Following the legalization of marijuana in Canada, China has issued a warning to its citizens that reside in the North American country, urging them to take heed of the dangers of marijuana use. It was the Chinese consulate-general in Toronto that issued an official statement, writing, “The consulate would like to remind the Chinese citizens in the consular district, especially international students, in order to protect your own physical and mental health, please avoid contact or using marijuana.”

The consulate went on to add the penalties of drug use in China, reiterating Article 357 of the Criminal Law of the People's Republic of China. "It is illegal to grow, possess and use cannabis in China," they add.

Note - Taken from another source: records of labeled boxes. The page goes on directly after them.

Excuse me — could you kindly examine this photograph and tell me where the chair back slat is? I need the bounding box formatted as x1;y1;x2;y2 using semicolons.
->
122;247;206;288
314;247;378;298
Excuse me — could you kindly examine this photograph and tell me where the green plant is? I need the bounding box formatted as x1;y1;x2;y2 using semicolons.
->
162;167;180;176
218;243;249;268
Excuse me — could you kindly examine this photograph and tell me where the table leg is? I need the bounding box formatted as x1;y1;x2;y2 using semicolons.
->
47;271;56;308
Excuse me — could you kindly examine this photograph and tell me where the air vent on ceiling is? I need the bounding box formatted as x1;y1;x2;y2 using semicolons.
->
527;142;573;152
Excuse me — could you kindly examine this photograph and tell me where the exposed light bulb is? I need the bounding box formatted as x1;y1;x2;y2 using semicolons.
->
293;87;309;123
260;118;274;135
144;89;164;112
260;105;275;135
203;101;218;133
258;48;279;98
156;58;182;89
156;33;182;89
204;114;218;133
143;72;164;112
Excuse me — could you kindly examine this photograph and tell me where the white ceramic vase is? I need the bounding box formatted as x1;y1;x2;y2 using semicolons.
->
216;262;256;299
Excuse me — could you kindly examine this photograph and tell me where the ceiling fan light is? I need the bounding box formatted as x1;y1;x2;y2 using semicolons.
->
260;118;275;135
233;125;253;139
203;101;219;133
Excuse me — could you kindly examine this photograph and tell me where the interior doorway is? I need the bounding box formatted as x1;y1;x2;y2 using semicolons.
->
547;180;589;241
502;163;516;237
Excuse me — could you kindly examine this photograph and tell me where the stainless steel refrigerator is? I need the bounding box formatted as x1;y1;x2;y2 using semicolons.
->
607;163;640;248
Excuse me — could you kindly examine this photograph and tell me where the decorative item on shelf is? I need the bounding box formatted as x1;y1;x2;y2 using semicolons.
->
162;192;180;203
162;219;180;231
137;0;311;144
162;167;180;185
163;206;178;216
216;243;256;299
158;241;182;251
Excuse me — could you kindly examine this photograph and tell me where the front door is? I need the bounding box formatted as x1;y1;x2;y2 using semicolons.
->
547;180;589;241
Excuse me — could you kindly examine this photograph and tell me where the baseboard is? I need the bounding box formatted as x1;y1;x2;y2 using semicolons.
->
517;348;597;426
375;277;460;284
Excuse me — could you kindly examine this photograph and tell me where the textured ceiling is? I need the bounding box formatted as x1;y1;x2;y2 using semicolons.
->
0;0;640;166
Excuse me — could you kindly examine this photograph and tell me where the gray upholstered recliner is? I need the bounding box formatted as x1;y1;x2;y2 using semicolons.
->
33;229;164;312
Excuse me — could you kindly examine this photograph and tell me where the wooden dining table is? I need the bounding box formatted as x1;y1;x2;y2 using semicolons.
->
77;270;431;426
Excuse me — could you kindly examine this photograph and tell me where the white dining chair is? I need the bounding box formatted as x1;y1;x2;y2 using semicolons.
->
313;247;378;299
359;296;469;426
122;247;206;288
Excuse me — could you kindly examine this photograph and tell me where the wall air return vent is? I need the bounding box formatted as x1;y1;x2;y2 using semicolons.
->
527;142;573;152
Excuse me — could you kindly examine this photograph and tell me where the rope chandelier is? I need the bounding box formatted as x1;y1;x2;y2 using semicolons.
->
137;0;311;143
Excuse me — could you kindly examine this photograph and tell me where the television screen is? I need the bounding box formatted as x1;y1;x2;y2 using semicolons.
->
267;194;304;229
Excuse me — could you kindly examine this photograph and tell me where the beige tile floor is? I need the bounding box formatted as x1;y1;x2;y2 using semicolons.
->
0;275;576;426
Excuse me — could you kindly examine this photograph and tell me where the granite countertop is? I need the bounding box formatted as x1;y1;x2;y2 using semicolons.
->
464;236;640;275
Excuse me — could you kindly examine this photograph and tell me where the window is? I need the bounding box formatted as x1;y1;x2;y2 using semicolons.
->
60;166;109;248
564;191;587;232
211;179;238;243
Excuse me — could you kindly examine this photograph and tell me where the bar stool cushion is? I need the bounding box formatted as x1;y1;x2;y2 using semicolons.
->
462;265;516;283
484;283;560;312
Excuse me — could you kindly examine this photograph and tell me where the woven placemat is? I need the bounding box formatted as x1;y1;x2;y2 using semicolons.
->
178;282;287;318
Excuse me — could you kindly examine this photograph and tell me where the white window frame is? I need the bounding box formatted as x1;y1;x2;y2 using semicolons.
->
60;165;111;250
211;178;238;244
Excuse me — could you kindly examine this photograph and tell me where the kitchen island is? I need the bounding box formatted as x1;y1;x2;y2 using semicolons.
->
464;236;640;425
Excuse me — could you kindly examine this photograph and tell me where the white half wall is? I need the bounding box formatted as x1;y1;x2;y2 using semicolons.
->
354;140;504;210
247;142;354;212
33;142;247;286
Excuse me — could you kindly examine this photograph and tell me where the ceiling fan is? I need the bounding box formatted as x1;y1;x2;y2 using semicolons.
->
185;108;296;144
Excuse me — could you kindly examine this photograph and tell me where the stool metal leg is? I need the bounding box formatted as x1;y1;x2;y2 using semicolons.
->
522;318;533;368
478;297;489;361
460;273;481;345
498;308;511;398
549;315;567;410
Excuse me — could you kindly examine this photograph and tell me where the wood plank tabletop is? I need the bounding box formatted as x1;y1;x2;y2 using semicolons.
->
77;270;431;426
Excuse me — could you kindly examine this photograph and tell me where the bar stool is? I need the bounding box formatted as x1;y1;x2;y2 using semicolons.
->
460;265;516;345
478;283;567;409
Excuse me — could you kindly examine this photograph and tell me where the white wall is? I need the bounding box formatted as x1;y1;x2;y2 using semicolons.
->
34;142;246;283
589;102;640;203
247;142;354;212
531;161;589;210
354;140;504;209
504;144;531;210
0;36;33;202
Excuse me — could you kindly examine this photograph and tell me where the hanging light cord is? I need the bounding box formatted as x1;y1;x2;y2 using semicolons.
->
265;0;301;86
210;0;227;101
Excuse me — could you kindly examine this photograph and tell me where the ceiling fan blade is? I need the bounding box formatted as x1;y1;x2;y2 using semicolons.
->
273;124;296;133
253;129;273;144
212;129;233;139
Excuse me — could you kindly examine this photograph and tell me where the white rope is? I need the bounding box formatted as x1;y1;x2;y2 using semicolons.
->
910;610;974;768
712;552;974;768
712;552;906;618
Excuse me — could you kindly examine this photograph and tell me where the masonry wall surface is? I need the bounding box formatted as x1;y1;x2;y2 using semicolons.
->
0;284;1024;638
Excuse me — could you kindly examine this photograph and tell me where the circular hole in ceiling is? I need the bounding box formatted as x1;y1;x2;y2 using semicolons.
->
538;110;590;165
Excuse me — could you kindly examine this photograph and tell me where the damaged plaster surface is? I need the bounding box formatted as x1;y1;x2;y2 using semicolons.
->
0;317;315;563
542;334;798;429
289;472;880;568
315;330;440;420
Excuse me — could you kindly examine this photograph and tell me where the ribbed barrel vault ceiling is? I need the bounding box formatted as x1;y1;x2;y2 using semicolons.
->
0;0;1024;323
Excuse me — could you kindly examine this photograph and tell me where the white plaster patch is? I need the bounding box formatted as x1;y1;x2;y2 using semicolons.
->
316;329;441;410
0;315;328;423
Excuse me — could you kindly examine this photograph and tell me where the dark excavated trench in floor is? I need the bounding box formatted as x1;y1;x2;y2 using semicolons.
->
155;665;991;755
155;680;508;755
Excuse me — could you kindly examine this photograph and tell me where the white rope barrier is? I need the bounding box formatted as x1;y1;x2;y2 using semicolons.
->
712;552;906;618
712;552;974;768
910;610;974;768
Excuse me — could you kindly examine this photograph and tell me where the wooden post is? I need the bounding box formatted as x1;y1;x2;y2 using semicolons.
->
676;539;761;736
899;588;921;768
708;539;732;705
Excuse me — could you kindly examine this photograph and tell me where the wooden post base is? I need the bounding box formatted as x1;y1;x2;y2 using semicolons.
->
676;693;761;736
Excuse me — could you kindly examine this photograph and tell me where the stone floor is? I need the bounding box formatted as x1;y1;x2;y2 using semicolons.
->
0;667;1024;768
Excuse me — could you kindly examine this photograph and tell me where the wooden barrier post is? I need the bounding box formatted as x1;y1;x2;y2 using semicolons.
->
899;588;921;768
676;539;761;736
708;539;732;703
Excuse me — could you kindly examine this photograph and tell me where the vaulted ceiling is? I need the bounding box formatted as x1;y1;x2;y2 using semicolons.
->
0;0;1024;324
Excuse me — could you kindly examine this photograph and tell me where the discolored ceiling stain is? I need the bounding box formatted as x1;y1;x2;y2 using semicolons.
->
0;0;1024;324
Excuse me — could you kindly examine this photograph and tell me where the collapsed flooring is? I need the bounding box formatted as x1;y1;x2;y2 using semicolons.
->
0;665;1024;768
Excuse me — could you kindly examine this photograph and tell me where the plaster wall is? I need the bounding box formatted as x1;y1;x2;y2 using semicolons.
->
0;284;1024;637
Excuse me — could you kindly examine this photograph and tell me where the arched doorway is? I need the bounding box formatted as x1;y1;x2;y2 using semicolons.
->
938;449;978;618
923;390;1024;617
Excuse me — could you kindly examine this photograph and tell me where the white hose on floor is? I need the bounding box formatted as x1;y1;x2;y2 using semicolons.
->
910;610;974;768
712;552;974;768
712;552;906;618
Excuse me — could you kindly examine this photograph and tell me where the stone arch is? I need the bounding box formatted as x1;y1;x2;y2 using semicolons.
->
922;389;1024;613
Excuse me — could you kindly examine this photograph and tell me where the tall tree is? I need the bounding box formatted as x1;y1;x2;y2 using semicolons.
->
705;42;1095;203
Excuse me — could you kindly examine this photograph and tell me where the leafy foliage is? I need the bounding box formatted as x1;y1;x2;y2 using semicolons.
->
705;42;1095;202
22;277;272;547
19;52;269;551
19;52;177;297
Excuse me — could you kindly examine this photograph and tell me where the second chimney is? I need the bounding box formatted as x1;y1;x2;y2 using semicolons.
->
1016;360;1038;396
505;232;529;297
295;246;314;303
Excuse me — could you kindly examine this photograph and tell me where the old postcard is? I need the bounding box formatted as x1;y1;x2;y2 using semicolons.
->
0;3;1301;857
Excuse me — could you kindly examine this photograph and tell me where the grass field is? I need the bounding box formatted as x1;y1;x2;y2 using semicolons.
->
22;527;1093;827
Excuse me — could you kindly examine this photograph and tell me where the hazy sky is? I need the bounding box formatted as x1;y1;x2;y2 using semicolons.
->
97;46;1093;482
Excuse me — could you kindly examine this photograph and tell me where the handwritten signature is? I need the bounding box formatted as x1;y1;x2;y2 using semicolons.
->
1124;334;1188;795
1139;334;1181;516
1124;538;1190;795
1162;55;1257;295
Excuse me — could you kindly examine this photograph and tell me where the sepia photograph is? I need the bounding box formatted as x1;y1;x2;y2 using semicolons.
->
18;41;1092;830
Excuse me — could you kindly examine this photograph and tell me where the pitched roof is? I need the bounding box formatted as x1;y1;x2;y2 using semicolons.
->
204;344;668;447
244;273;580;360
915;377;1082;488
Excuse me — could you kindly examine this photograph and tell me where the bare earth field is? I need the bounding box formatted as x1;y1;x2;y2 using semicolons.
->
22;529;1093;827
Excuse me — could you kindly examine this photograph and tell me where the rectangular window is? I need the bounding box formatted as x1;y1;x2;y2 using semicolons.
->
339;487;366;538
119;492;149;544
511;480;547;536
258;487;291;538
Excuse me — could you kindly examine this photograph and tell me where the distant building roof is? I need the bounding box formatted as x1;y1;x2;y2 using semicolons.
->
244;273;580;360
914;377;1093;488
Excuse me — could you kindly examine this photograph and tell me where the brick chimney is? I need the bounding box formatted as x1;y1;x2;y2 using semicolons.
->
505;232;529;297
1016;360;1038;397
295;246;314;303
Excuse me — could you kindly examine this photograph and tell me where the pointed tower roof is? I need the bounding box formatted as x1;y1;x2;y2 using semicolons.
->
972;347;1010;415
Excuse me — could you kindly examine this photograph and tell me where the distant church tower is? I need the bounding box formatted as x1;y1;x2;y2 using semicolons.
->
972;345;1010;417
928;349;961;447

That same article groups marijuana into the same category of drugs as heroin and cocaine and citizens who return home to the country with traces of THC could be convicted as smugglers and face the ultimate punishment for narcotics use in China--the death penalty.

The Japanese consulate in Vancouver also issued a warning that those found violating the country's laws can be prosecuted at home. South Korea added that any activity with marijuana that may be legal in Canada will be considered illegal and individuals will face punishment at home.

Just how well such statutes can be enforced on citizens who are overseas is another question.

Since Canda legalized marijuana on October 17th this year, other countries such as the United Kingdom and Germany have issued advisories to citizens, asking that they be mindful that their laws differ from those in Canada.